Step 4: Checking if each crate validates for the required criteria

This step is a fairly trivial combination of the results from Step 2 (computing requirements) and Step 3 (resolving validated criteria) - for each package, we check if the validated criteria is a superset of the requirements, and if it is then we're successful, otherwise we're not.

We'll record which criteria failed so we can suggest better audits in the errored case, and combine the caveats from successful runs in the success case to get a combined result for each crate, rather than for each individual criteria.

Step 5: Suggesting Audits (Death By A Thousand Diffs)

This step takes the failed packages from Step 4 and recommends audits that will fix them.
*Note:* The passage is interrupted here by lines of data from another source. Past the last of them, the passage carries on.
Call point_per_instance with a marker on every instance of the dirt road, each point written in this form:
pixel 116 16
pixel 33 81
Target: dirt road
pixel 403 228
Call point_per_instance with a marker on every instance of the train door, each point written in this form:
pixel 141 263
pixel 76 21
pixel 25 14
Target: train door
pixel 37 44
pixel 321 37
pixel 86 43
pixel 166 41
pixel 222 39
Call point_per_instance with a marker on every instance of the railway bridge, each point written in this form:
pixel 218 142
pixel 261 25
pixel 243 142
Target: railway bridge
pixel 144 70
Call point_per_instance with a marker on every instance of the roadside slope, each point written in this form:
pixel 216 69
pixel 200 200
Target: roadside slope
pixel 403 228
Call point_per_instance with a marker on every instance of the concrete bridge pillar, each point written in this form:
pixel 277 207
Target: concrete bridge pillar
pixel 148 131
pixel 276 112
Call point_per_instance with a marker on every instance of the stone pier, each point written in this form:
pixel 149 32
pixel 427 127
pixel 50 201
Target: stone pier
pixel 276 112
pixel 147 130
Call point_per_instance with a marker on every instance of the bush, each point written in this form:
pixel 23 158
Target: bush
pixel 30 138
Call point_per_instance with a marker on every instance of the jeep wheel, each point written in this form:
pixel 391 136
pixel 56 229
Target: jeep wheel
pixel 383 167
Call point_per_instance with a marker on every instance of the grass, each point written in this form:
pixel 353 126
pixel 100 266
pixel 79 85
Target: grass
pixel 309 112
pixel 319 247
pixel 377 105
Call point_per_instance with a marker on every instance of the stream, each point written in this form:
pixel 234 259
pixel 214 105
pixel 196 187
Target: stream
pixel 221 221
In Step 3b we compute the Root Reachable Nodes and the Target Reachable Nodes for a disconnected package. In this phase we use those as candidates and try to find the best possible diff audit.

More specifically, we use the intersection of all the Root Reachable Nodes for every criteria this package failed (ditto for Target Reachable). By using the intersection, any diff we recommend from one set to the other is guaranteed to cover all required criteria, allowing us to suggest a single diff to fix everything. Since the Root and Target are always in their respective sets, we are guaranteed that the intersections are non-empty.
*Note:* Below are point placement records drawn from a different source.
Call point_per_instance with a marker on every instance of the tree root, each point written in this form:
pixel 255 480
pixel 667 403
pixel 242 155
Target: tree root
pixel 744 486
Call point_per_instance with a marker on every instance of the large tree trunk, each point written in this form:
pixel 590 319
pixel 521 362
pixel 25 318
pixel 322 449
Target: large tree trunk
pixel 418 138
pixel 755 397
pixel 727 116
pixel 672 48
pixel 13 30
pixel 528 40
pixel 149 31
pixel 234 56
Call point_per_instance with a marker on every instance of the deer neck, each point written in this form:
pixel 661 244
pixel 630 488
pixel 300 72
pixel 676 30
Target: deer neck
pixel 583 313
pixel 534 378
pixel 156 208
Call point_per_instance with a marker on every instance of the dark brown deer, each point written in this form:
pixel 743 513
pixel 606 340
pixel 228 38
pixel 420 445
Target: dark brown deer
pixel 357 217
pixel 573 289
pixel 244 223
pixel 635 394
So how do we pick the best diff? Well, we straight up download every version of the package that we have audits for and diff-stat all the combinations. Smallest diff wins! Does that sound horrible and slow? It is! That's why we have a secret global diff-stat cache on your system.
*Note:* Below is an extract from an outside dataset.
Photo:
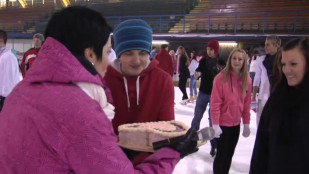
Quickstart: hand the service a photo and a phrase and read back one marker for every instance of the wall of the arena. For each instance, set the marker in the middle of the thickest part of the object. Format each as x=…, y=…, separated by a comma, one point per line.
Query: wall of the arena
x=20, y=45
Also we don't literally diff every combination. We turn the O(n2) diffs into only O(n) diffs with a simple heuristic: for each Target Reachable Node, we find the package closest version smaller than that version and the closest version bigger than that version. We then diff that version against only those two versions. This may potentially miss some magical diff where a big change is made and then reverted, but this diffing stuff needs some amount of taming!

It's worth noting that Versions don't form a proper metric space: We cannot compute the "distance" between two Versions in the abstract, and then compare that to the "distance" between two other versions. Versions do however have a total ordering, so we can compute minimum and maximum versions, and say whether a version is bigger or smaller than another. As a result it's possible to compute "the largest version that's smaller than X" and "the smallest version that's larger than X", which is what we use. There is however no way to say whether the smaller-maximum or the bigger-minimum is closer to X, so we must try both.

It's also worth reiterating here that diffs can go backwards. If you're on 1.0.0 and have an audit for 1.0.1, we will happily recommend the reverse-diff from 1.0.1 -> 1.0.0. This is slightly brain melty at first but nothing really needs to specially handle this, it Just Works.

Any diff we recommend from the Root Version is "resugared" into recommending a full audit, (and is also computed by diffing against an empty directory). It is impossible to recommend a diff to the Root Version, because there cannot be audits of the Root Version.